AUD/JPY experiences a temporary retreat around 94.20 ahead of PBOC and PMIs data
AUD/JPY faces resistance at 94.20; nonetheless, the upside remains supported ahead of PBOC. The publication of job layoffs by the Australian economy had little effect on aussie bulls. The S&P PMI statistics will be of the utmost importance moving forward.

In the early Tokyo session, the AUD/JPY currency pair detected temporary exhaustion in the uptrend near 94.20. The risk barometer has exhibited a strong open-drive movement as the asset has climbed sharply since the beginning of today's trading session. As investors anticipate a dovish tone from the People's Bank of China, the short-lived obstacle is anticipated to vanish sooner (PBOC).
Notable is the fact that Australia is China's biggest trading partner. Consequently, the antipodean will benefit from the PBOC's loose monetary policy.
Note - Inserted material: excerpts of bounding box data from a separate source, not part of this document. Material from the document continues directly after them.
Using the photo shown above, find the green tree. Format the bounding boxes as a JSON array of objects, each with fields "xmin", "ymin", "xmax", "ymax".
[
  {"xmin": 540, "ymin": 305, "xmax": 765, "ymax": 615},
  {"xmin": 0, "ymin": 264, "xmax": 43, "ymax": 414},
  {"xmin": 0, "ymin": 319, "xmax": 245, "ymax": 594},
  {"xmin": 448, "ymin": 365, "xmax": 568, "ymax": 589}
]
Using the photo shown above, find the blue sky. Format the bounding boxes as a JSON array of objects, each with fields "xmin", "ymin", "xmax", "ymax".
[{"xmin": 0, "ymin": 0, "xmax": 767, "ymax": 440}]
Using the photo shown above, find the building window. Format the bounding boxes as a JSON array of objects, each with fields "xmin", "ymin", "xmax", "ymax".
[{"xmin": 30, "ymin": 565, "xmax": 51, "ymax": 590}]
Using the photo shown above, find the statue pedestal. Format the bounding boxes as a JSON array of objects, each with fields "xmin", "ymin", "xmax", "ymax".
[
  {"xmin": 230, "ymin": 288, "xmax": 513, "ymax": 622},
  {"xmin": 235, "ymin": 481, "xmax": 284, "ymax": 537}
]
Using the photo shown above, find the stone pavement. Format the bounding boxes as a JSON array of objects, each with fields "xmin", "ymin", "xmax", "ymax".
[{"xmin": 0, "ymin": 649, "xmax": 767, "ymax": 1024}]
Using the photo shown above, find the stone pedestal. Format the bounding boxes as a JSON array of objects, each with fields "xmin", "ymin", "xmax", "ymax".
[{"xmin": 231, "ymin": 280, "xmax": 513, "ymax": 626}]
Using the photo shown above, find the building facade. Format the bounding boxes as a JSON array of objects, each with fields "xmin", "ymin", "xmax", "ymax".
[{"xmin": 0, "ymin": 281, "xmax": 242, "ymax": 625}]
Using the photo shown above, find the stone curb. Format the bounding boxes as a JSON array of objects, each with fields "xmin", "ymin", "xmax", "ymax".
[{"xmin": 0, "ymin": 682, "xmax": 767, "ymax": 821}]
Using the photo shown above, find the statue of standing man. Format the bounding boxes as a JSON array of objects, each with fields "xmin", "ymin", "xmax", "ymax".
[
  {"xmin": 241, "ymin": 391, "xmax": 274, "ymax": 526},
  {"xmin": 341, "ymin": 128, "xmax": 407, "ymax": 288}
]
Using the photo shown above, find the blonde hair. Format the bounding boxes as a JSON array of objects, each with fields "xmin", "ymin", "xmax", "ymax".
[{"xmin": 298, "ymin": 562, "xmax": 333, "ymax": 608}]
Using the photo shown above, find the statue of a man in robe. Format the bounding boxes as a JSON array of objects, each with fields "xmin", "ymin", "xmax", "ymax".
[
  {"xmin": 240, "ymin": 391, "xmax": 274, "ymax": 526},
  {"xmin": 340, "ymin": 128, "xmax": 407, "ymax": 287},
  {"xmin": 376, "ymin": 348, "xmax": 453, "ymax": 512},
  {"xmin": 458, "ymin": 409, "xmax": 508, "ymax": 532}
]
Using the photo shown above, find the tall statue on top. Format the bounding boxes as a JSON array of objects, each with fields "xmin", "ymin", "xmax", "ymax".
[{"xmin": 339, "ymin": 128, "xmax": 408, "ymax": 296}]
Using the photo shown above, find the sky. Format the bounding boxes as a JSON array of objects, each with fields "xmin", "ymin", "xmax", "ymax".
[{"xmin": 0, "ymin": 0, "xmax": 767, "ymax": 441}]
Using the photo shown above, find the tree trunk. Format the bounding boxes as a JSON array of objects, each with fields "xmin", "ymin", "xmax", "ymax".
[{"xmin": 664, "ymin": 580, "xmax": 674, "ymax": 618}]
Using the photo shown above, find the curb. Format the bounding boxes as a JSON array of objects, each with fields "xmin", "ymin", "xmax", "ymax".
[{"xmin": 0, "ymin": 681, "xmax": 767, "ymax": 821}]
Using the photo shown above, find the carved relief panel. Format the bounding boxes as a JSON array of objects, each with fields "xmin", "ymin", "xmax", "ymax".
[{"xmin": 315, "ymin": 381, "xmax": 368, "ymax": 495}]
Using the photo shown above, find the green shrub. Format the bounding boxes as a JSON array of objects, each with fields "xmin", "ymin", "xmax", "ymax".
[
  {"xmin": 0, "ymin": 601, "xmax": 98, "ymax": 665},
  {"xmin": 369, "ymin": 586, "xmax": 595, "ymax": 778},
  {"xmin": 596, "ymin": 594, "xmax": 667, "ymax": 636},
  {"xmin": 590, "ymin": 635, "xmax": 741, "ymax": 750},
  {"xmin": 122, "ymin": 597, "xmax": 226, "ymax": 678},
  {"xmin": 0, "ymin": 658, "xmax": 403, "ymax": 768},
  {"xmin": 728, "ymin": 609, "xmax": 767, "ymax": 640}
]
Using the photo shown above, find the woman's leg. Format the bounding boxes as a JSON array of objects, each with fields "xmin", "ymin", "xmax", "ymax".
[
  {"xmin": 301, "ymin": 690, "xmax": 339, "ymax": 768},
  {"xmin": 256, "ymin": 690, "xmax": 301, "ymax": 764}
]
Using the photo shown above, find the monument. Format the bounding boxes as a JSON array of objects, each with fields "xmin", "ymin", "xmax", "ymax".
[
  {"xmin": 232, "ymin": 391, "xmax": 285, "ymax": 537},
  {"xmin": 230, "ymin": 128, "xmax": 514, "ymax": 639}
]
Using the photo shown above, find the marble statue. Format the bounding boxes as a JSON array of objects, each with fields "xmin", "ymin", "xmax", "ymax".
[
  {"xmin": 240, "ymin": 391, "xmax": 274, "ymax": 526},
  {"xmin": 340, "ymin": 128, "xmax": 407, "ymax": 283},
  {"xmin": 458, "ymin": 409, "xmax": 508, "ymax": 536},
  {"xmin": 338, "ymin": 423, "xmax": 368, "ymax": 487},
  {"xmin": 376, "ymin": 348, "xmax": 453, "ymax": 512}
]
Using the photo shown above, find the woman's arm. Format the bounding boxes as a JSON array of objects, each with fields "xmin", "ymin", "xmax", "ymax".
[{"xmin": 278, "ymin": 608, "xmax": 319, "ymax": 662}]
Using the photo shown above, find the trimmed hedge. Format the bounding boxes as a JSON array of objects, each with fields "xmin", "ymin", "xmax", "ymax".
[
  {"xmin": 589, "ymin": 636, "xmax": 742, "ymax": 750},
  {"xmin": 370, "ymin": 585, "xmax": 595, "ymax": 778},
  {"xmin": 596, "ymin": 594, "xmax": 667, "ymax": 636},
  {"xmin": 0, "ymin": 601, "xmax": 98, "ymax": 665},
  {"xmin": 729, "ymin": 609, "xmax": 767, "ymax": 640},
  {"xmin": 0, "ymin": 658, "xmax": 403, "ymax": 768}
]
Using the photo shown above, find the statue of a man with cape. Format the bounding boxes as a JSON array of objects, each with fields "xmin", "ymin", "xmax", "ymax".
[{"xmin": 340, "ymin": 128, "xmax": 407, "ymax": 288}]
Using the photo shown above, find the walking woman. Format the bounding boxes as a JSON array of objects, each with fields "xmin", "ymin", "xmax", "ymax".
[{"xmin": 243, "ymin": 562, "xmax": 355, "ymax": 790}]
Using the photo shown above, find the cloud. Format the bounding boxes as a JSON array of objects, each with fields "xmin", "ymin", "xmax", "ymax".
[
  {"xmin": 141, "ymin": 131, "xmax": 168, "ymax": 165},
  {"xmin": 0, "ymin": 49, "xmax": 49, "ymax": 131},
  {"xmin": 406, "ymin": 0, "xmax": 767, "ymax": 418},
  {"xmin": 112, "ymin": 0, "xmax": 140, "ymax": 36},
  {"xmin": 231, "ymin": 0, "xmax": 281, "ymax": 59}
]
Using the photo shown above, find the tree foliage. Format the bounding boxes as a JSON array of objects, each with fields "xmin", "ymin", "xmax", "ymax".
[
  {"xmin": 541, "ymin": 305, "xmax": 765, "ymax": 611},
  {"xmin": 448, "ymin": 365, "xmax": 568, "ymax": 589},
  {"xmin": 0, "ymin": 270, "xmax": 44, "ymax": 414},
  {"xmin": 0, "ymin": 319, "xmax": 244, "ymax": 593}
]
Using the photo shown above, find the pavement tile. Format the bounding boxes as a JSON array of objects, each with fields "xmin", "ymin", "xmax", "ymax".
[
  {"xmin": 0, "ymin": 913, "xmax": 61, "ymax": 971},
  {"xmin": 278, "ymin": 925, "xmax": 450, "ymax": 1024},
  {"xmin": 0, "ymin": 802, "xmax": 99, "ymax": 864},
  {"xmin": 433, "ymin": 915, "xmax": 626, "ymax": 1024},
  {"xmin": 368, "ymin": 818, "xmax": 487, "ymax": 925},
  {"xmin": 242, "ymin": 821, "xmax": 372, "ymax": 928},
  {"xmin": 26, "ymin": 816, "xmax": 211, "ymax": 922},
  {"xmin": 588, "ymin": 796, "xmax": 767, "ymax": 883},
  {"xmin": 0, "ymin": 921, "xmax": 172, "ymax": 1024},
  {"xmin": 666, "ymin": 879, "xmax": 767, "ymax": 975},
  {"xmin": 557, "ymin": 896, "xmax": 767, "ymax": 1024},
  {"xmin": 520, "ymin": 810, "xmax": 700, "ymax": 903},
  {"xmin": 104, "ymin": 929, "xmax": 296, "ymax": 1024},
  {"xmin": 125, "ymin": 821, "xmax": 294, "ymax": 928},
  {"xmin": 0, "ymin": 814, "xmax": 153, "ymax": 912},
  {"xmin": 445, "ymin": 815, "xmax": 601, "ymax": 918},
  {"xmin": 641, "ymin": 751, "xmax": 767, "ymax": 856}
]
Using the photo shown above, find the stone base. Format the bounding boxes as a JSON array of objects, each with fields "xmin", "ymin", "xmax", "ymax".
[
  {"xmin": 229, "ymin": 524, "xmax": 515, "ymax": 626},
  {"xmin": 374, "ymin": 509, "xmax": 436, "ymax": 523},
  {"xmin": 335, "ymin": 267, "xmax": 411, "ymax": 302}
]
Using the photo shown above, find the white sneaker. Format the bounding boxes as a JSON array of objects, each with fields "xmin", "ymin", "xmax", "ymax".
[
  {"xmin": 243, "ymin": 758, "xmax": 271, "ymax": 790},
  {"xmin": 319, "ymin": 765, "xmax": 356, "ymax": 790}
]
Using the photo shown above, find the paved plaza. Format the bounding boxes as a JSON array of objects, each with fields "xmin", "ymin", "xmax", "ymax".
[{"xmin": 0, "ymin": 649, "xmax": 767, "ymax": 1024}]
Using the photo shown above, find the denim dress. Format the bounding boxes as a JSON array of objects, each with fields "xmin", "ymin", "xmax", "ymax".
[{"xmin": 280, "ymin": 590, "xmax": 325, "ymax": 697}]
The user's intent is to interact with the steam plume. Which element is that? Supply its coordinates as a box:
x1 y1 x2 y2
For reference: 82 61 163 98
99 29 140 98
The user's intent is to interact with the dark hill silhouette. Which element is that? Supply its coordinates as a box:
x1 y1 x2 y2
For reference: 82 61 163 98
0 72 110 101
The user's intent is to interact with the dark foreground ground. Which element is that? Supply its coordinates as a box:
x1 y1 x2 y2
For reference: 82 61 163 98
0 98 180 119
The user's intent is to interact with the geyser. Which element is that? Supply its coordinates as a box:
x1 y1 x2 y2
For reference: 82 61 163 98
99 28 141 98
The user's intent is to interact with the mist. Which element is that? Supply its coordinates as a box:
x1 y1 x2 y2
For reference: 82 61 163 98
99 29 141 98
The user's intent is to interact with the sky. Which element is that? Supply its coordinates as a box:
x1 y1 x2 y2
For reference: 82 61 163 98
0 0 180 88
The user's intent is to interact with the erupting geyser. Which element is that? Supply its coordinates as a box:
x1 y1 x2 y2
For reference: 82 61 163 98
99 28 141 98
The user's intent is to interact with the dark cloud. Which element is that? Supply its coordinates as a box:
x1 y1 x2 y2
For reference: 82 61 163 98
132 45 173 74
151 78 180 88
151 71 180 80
Increased liquidity in the Chinese economy will boost Australian exports and improve the country's fiscal balance sheet.
Despite a severe decrease in the Australian Employment Change, the Aussie bulls defended their position last week. Instead of the anticipated increase of 25,000 jobs, the Australian Bureau of Statistics recorded a reduction of 40,9k. However, the Unemployment Rate was revised downward to 3.4% from the previously reported 3.5%.
In contrast, despite a rise in the National Consumer Price Index, yen bulls failed to exhibit any buying activity (CPI). The economic statistics came in at 2.6%, exceeding both the consensus estimate of 2.2% and the previous reading of 2.4%. Sustained inflation above 2% may push the Bank of Japan (BOJ) to adopt a neutral stance in the near future.
IHS Markit's S&P Purchase Managers Index (PMI) data will be of the utmost importance moving forward. The Australian Manufacturing PMI and Services PMI are anticipated to rise to 57.3 and 54, respectively. While the Japanese Manufacturing and Services PMIs may rise to 51.8 and 50.7, respectively, in the near future.